Table 6: The degree distribution of the target network.

	Average	Standard deviation	75% quantile	25% quantile	Maximum	Minimum
Target	4.59	3.82	5.00	2.00	17.00	1.00

As is shown in Fig. 11(a), all the simulated social networks have the same average node degree value, which increases systematically from $1$ to $13$ with the same number of edges added over the iterations. The average degree approaches the average degree of the target network in the third iteration and then deviates to higher values.

In Fig. 11(b), all the simulated networks have similar trend of KL divergence in terms of degree distribution, which firstly decreases to the lowest point at around fourth iteration and then increases. The real feature-based SNS, in the sixth iteration, reaches the lowest KL divergence among all the SNS and across all iterations. Correspondingly, the degree distribution of the simulated social network obtained using the real feature-based SNS in the fourth iteration (see Fig. 10(c)) has similar average values and quantiles as the target network, with few nodes having larger degree than nodes in the target network.

Shortest path length

between two nodes is defined as the number of edges along the shortest path between a pair of nodes [62]. As shown in Table 7, the shortest path length in the target network fluctuates around an average value of $2.41$ with a standard deviation of $1$ , ranging from $1.00$ to $5.00$ . Fig. 12 shows the shortest path length distributions of the target network and the simulated social networks over iterations when different SNSs were used. The shortest path lengths of simulated networks value between $1$ and $33$ as we assume no self-links exist. The shortest path length between connected nodes can not approach an upper limit at $34$ given $33$ nodes. In contrast, the shortest path length between the unconnected nodes is infinite, which is hard to be measured and visualised in a distribution. Therefore, to describe the unavailable paths between unconnected node pairs, we additionally assign these node pairs with the upper limit for shortest path length $34$ . For all SNSs, the shortest path length is distributed around the average value over $20$ in the first iteration and then converges to $2$ . This can be caused by the unavailability of paths between node pairs given a small number of edges in the first iteration.
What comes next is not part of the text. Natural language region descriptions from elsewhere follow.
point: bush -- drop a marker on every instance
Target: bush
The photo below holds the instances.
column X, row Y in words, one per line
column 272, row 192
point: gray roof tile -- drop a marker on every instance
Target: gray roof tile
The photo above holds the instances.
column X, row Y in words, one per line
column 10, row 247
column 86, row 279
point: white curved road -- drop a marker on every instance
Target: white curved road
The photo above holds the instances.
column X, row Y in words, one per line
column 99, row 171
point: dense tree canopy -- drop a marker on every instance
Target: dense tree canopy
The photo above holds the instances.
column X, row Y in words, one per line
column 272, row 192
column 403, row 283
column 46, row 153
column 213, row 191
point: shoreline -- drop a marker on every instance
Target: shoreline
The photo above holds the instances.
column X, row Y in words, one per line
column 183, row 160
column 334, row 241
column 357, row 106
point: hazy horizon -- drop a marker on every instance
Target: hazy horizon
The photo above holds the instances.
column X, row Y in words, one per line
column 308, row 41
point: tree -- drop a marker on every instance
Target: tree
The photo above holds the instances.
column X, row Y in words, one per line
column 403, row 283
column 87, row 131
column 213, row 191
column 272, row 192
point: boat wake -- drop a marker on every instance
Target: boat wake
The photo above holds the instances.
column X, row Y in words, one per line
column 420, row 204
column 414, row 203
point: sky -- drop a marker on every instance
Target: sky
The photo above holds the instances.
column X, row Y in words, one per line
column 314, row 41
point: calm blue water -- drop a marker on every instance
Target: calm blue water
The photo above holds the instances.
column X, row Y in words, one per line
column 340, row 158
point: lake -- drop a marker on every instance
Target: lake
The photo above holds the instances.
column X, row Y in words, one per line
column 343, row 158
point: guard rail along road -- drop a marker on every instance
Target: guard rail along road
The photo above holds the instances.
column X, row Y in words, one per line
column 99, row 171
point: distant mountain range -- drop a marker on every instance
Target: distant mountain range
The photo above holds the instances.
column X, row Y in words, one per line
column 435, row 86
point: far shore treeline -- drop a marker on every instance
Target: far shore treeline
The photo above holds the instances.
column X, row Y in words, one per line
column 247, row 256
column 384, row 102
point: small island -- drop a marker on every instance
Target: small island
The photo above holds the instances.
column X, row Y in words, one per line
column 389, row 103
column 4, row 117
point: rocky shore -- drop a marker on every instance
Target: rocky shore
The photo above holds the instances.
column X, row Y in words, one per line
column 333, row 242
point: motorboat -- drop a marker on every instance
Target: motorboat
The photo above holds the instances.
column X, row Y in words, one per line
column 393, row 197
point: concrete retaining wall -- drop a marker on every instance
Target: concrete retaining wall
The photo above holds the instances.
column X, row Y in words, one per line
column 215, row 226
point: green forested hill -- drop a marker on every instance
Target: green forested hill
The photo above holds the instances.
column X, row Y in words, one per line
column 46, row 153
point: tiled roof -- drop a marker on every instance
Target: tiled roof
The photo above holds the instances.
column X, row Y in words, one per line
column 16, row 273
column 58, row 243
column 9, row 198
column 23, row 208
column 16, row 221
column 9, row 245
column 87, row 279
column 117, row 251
Table 7: The shortest path length distribution of the target network.

	Average	Standard deviation	75% quantile	25% quantile	Maximum	Minimum
Target	2.41	0.93	3.00	2.00	5.00	1.00

As is shown in Fig. 12(a), the average values of the shortest path length for all for all the social network simulations decrease with addition of edges, approach the target $2.4$ and then fluctuate around $2$ , indicating small-world properties [62]. The zero feature–based SNS hits the target in the second iteration within the shortest time.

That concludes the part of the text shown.